My extremely off-putting seatmate was first played by Old British Woman with Small Seizures. As odd as it sounds, this actually helped me be calm-- not only did it put my situation as a chubby young male in perspecitive, but her husband helped her with her seizures in such a calm and loving manner, it was obvious he had been performing this duty for years and no longer thought twice about it. In the face of such good-natured love, especially while listening to the song "Chicago" by Sufjan Stevens, it was hard to be mad...

...until I engaged Old British Woman with Small Seizures in conversation, and found out how much she hated the rich people in business class. Hey old lady! If you're so much better than the rich, how come you're going to die soon? Huh?

... or until she was moved to the business class she hates to much, only to be replaced by a new enemy-- Farty McBadjoke. I could tell when she released her noxious wind, wind that smelled vaguely of warm cheese, because she'd always try to compensate by engaging me in conversation (example: "These delays would be better if airline people didn't suck! HAHAHA!" Simply painful).

The best part of what appeared to be no more than a nine hour lube job? When the Ghostbusters showed up. You heard (um, read) me.
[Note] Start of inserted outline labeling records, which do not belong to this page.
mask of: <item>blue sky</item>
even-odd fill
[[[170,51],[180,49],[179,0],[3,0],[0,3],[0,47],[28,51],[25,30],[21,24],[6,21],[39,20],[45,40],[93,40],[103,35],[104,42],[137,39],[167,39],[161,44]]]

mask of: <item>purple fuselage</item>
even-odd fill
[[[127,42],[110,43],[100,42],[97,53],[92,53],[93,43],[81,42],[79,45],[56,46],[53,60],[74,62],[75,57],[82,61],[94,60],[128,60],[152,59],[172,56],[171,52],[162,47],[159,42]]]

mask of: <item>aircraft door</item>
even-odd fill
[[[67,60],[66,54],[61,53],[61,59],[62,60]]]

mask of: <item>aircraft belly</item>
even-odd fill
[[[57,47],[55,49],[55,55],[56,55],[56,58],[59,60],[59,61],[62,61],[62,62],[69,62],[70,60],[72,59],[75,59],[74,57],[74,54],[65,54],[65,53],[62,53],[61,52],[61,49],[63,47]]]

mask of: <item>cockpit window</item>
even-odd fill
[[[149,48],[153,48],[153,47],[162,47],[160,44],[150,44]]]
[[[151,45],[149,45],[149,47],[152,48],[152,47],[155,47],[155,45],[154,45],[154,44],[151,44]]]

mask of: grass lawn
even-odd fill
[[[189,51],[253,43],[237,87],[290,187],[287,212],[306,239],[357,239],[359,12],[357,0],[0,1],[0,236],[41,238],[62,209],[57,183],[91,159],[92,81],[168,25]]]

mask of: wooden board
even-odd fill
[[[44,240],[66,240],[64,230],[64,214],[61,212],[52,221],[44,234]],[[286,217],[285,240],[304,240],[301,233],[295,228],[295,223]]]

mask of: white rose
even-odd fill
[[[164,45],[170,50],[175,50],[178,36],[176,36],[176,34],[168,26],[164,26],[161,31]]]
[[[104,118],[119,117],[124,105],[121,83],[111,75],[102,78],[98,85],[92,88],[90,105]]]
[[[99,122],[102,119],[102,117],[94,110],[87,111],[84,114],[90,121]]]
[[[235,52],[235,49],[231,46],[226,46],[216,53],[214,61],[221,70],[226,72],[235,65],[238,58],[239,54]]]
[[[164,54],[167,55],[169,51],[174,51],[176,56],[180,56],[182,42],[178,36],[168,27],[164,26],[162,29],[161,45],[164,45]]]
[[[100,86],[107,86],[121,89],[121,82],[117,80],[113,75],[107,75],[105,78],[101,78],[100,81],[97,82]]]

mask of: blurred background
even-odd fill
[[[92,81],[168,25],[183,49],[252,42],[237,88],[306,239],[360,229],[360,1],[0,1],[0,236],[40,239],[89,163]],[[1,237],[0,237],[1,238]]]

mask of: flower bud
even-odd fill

Though they were wearing silver, Dr. Evil-esque jumpsuits and displayed little, if any, of Dan Akroid's trademark wit, they each carried something that looked eerily like the original Proton Pack.

A fixed aeroplane notwithstanding, after 11 hours on the flight, Northwest was no longer able to legally fly us to London, and we had to return to Minneapolis via bus (perhaps the Ghostbusters crossed the streams). Why couldn't we stay in Duluth? Because every hotel in town was full due to the gay pride festival. Is that not a giant kick in the ass/the best thing you have ever heard?

Ah well. To review my travels so far:

7:00 pm Saturday, Sept. 2nd-- Depart from Minneapolis.
7:00 pm Sunday, Sept. 3rd-- Depart from... Minneapolis. Fuck a duck.

And now... Another Fabulous Travel Moment:

While at lunch with my father before my first departure, I had the following conversation...

Dad: "How much cash are you taking to Europe with you?"

Me: "I have seven dollars on me."

Dad: "...Jesus Christ."

Saturday, September 02, 2006

T-minus Some Amount of Time and Counting

With very little time left until I leave, tear-eyed and pucker bottomed, only one question remains:

Do I grow a sweet Europe beard or an awesome Europe beard?